オレはそのまま反り返って、地面に転がった。「後藤田さーん」と、仲村君が泣きわめきながら駆け寄ってくる。高崎さんは力が抜けたように膝を折ってへたり込んだ。
「高崎さん、あんたも! うわあー、よかったああー!! 皆、無事で、生きててよかったあー!!」
夜空に丸い月が三つ。まだお目にかかってはいない太陽も、明日には昇るのだろう。それぞれ情けないオレ達も、どうやらそこへは行けそうだ。
「高崎さん、どっかでさあ」
「……何?」
「ウォーターの、使い道ないかなと思ってたけど、……本当になかったな」
ふ、ふ、と笑い声が漏れるのを聴いた。とことん疲れて、洞窟に戻る気力もない。水を出してMP消費したことも関係あるかもしれない。
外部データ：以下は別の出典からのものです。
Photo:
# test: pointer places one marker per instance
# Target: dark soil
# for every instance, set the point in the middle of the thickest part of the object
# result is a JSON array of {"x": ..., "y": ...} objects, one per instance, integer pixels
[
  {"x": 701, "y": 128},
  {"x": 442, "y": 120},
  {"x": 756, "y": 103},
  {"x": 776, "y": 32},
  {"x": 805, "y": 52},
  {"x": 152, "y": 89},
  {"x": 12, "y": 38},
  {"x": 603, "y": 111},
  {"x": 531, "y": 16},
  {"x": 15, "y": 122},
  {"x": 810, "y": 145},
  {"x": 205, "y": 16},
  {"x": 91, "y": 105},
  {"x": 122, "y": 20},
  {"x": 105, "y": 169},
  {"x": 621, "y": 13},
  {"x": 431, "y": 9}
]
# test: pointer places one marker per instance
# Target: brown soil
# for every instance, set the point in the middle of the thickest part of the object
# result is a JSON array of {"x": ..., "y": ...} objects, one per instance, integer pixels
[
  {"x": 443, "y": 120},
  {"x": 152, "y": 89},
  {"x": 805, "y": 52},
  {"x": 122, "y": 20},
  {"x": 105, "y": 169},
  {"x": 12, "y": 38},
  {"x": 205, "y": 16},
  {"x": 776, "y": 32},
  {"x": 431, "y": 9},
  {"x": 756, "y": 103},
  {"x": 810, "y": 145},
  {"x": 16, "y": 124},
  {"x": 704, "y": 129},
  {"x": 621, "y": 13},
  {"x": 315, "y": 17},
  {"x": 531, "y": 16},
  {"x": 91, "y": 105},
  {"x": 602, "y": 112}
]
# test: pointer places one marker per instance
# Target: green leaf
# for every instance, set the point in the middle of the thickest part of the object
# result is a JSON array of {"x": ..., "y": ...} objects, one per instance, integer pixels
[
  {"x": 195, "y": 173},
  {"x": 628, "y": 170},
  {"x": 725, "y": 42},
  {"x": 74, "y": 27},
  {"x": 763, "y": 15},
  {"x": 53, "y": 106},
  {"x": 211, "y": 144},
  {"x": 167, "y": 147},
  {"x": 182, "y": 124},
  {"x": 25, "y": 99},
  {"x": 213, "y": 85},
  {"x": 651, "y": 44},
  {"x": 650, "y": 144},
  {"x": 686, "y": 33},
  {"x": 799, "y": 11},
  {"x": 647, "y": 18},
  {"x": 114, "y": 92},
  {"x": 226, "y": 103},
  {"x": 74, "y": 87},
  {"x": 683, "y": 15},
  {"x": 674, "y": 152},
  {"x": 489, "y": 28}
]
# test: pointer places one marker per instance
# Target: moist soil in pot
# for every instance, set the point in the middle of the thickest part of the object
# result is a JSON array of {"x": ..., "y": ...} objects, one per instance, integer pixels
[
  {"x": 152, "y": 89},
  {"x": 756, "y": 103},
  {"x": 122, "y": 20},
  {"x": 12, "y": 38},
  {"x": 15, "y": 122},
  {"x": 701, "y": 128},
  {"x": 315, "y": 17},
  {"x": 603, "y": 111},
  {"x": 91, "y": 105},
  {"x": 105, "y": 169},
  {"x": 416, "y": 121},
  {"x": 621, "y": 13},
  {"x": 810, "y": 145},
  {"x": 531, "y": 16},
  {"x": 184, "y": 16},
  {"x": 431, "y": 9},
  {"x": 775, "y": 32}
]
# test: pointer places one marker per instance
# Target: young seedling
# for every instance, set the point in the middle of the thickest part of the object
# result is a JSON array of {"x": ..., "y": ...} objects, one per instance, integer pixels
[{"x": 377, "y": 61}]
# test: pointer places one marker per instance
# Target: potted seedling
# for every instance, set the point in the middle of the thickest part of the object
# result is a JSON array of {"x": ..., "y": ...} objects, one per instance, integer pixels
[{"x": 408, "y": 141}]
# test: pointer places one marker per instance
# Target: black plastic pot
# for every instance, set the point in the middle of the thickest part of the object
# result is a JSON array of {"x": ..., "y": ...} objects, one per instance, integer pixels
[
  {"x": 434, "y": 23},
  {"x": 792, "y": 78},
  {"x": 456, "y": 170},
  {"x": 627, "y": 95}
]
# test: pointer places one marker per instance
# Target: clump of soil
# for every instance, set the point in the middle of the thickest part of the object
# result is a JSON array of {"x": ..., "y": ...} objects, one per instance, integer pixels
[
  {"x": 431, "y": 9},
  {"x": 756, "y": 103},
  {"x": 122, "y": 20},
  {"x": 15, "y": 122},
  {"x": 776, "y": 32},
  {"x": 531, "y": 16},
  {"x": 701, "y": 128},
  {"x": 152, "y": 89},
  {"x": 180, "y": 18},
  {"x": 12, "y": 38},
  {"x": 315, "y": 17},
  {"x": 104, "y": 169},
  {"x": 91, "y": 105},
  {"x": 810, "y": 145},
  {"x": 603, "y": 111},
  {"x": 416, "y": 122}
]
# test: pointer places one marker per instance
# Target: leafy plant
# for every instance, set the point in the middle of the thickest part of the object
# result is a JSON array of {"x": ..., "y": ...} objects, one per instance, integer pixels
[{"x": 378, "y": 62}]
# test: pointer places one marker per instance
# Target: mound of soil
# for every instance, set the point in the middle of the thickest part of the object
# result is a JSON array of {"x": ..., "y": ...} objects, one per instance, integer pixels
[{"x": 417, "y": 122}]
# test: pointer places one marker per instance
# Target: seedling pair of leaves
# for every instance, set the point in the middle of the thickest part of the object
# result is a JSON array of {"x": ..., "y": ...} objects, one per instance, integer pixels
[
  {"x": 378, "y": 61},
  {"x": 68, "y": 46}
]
「後藤田さん、ちょっと水出してくださいよ。〈水道屋〉で」
「……は?」
「僕がコップつくりますから。あ、たき火もしますか?」
言葉が出ないオレに代わって、高崎さんが応答している。
「それがですね、スキルの使い方を色々試していたら、すごいことを発見しまして。空中に火の絵を描いたら、火として使えるんですよ。高崎さん、これ、ちょっと見て下さいよ」
――何を言っているんだ、こいつは。
「何これ、火っていうか、微妙に温度低いような」
「多分、僕の絵のレベルだと思うんですよね。でも葉っぱを当てたら燃えたから」
「だけど燃やすものがあるの? まきとか薪とか」
「そういやそうですね。雨上がりだから木の枝も濡れてるし。あれ、まきを描けばいいのか? ちょっとやってみますね。あ、その前にコップだ。初勝利のお祝いに、後藤田さんの水で乾杯しましょう!」
――それは当たりどころか、かなりの万能スキルなんじゃないのか。約束が違うっていうか、約束はしていないけれど、自分ばっかりずるい。
だけど今夜、三つ月の下で焚いたキャンプファイアーのまぶしさを、雨上がりの芝生の座り心地の悪さを、眠気をこらえながらただの水で交わした乾杯のことを、きっとオレ達は忘れることがないのだろう。